ANA SAYFA



KİTAPLARIM


    28.05.2014


     

    YAPTIĞINDAN KORKANLAR

    Balık susuz yaşayamaz, insan da insansız yaşayamaz.

    Sultanahmet’te kaldığım senelerde evin karşısında yaşlı bir hanım tek başına yaşardı.

    Kimsesi olmadığından bizim katta yaşayan bir hanımefendi o yaşlı kadının çamaşırlarını yıkar, her gün yaptığı yemeklerden götürürdü.

    Yaşlı kadının camları Marmara’ya baktığından ben, “bu kadın geçen gemileri saysa vakti geçer, manzarası güzel” diye düşünürdüm.

    Ama gördüm ki bu yaşlı kadın, sabahtan akşama kadar sokağa bakan camdan sokaktaki çocuklara bakar, onların oyun oynarken kavgalarına lafla katılır, kavgalarında hakemlik yapardı.

    Yani deniz tarafına değil, sokak tarafına bakar, çocukların oyunlarını, yoldan geçip gidenleri, tanıdıklarıyla laflamayı tercih ederdi.

    “İnsan” kelimesi, “Ünsiyyet” kelimesinden türemiştir derler.

    Halkına yaptıkları zulümler nedeniyle dağ başlarında kalelerle çevrilmiş kuleler içinde yaşayan derebeyleri, despotlar bile kendi yandaşlarıyla yaşamaya çalışmışlardır.

    Günümüzde korunaklı sitelerde yaşamaya devam ediyorlar.

    Tek başına dağda yaşayan insana rastlanmaz.

    Yaşadığı söylenen insanların da zeka özürlü oldukları söylenir.

    Rabbimiz, cennetin yolunun insanların içinden geçtiğine işaret için Fecr süresinin son ayetinde “Gir kullarımın arasına gir cennetime” buyurmuş.

    Hadid süresinde ruhbanlığı seçen papazların yaptıklarının kabul edilmeyeceğini haber verirken bizim bundan sakınmamızı istemiştir.

    Sevgili peygamberimiz: “Cihada sarıl, çünkü İslam’ın ruhbanlığı cihatladır” buyurmuş. (Ahmet, Müsned, 3/82)

    Hayatımızın tadı insanladır.

    Aslında tadımız da kendimizdedir.

    Ama kendimizdeki tadın farkına varmak için Rabbimizin yarattıklarıyla buluşmamız gerekir.

    Acıktığınız bir anda en sevdiğiniz yiyeceği ağzınıza koyduğunuzda tadına bayılıyorsunuz.

    Birinci lokmanın tadının derecesi yüz ise, ikinci lokmanın tadının derecesi 99 olur.

    Kırkıncı lokmada tadı azalmıştır.
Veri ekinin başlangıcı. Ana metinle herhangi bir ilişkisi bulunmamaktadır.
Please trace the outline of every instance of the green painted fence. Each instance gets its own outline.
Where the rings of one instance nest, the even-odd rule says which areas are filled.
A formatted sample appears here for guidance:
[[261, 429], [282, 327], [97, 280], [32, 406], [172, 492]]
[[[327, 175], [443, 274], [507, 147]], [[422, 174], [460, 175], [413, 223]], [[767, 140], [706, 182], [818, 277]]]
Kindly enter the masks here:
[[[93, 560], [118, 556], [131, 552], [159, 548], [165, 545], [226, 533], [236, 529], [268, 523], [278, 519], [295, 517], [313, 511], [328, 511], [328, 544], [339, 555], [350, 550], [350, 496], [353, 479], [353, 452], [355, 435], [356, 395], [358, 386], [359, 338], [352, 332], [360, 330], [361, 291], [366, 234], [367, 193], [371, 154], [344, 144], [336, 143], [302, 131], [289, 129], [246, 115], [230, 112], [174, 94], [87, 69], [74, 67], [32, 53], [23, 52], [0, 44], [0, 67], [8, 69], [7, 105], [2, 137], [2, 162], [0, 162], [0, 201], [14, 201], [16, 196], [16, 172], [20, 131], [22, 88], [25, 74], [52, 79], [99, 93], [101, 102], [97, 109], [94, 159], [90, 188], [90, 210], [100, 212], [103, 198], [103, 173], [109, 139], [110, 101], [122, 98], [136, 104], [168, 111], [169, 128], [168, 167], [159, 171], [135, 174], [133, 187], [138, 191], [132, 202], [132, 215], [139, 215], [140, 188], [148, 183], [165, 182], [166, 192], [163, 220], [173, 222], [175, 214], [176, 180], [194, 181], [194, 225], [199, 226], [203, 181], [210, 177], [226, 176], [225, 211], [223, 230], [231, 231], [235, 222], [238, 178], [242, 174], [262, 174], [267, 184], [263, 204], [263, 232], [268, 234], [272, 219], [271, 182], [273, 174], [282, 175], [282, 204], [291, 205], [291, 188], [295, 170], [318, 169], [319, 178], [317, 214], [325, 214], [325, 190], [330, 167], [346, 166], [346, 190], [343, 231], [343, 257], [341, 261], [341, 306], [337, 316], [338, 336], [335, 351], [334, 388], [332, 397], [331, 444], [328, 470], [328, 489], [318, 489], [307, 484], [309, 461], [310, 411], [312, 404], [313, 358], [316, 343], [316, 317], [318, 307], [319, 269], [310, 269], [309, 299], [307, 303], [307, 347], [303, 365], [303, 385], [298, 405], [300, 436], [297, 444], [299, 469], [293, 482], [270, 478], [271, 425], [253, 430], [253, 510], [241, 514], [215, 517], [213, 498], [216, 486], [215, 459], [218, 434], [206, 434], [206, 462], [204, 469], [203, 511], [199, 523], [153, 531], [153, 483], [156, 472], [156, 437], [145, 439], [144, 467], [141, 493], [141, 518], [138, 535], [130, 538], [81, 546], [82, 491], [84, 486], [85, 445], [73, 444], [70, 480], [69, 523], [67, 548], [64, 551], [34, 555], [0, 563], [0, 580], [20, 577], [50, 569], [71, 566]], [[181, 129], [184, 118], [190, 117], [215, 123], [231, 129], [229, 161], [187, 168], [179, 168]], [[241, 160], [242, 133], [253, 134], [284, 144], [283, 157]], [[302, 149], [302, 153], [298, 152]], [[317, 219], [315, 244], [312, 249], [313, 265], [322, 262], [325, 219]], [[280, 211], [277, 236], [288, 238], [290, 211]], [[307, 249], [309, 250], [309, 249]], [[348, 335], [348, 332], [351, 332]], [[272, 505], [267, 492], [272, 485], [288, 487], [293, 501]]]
Tam doyduğunuzda hiç tadı kalmamıştır.

    Ama bu size göredir.

    Sizden sonra gelen aç insana o yiyecek maddesi aynı şekilde tatlı gelecektir.
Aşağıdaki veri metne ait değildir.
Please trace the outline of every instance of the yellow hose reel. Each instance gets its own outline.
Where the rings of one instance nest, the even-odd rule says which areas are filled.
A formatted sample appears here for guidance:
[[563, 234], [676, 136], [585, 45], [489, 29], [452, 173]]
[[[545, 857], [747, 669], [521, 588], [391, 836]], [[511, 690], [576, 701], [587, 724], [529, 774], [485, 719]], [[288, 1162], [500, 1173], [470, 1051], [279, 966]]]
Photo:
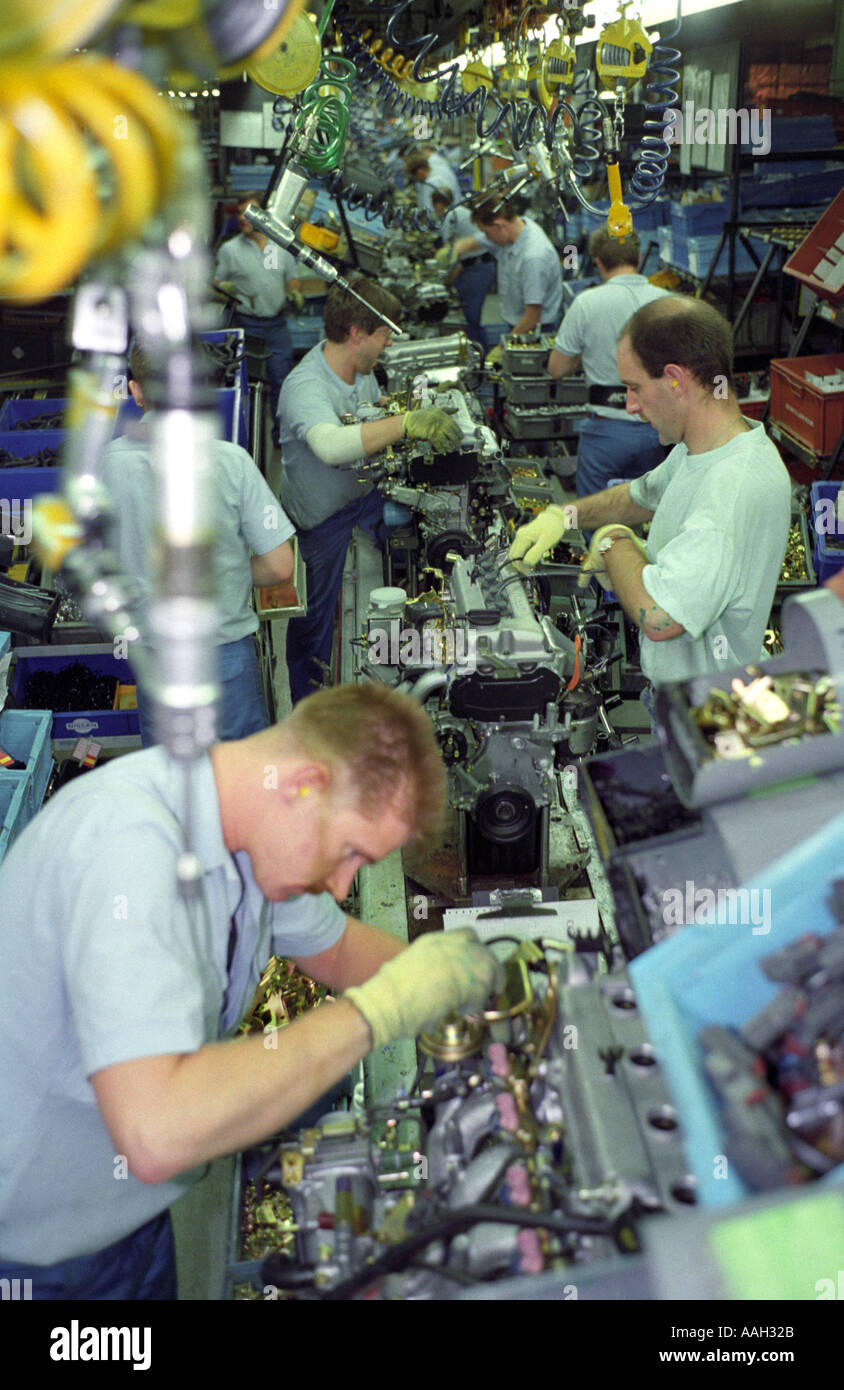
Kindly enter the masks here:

    Hastalandığınız bir zamanda aynı yiyeceğin yüzüne bakmak istemezsiniz.

    Tadına doyum olmayan imbat rüzgarı, bir gün gelir tadını kaybettiği gibi teninize değmesini, istemez hale gelirsiniz.

    Bala, yağa, çiçeğe, toprağa, havaya tad kazandıran sizsiniz ve sizi yaratan da Allah celle celalühtür.
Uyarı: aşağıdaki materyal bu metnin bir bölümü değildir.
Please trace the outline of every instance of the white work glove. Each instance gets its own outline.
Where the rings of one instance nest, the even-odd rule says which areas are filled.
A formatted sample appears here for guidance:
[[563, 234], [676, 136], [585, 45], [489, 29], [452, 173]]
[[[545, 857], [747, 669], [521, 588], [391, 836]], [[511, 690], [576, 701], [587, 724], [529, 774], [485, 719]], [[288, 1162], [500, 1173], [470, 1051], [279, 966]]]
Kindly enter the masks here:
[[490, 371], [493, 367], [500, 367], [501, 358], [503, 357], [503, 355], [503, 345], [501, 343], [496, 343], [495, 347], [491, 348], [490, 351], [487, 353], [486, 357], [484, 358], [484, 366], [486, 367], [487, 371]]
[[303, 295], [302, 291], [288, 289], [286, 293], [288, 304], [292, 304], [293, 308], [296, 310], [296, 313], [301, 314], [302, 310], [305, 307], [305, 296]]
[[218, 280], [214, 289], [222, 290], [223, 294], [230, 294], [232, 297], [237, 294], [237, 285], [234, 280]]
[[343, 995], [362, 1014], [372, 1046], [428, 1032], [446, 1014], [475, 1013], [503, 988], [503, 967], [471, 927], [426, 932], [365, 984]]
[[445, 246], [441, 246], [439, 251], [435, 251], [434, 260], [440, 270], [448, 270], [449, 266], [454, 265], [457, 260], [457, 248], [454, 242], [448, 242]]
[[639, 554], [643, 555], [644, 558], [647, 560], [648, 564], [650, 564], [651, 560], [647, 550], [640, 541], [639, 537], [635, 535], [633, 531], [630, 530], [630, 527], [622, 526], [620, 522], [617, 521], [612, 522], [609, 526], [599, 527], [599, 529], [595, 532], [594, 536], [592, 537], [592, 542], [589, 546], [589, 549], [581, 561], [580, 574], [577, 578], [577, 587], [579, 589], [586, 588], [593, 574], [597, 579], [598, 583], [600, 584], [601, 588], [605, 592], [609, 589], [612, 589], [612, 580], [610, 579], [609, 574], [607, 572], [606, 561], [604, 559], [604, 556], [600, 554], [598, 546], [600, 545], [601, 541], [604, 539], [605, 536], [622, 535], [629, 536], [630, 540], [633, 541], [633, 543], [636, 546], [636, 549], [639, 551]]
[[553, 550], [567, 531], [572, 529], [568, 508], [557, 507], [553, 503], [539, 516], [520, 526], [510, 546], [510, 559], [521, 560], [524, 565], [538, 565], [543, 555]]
    İstesek de istemesek de ona doğru gidiyoruz.

    Zengini-fakiri, özürlüsü-özürsüzü, sarayda oturanı, köprü altında yaşayanı aynı hızla eceline doğru gidiyor.

    Ecelimizi de tatlandırabiliriz.

    Tabutumuzu, en sevdiklerimize ve sevdiklerimizi yaratana kavuşturan vasıta olarak görüverirsek tabutumuz bize bizi sevdiğimize kavuşturan uçak gibi gelir.

    Hava alanında uçağın bir saat geciktiğini haber aldığınızdaki halinizi düşünün.

    Sevdiğiniz öbür tarafta bekliyor, siz bir saat gecikmeli gideceksiniz.

    Bir dakikada beş defa saate baktığınız olur.

    Saniyeler saat gibi, dakikalar gün gibi uzun gelebilir.

    Bunun olabilmesi için sevdiğiniz olmalı.

    Annenizi, babanızı, eşinizi, çocuklarınızı, komşularınızı, mahallenizi, şehrinizi, ülkenizin insanlarını, dünyadaki herkesi sevin.

    Müslümanları hem Adem aleyhisselamdan neseb kardeşi hem din kardeşi olarak sevin.

    Müslüman olmayanları Adem aleyhisselamdan nesep kardeşi olarak sevin ve cehenneme giden yolunu cennete çevirmek için yanan yürekle gayret gösterin.

    Yaptığınızdan korkmamak için İslam aykırı hiç bir işi yapmayın.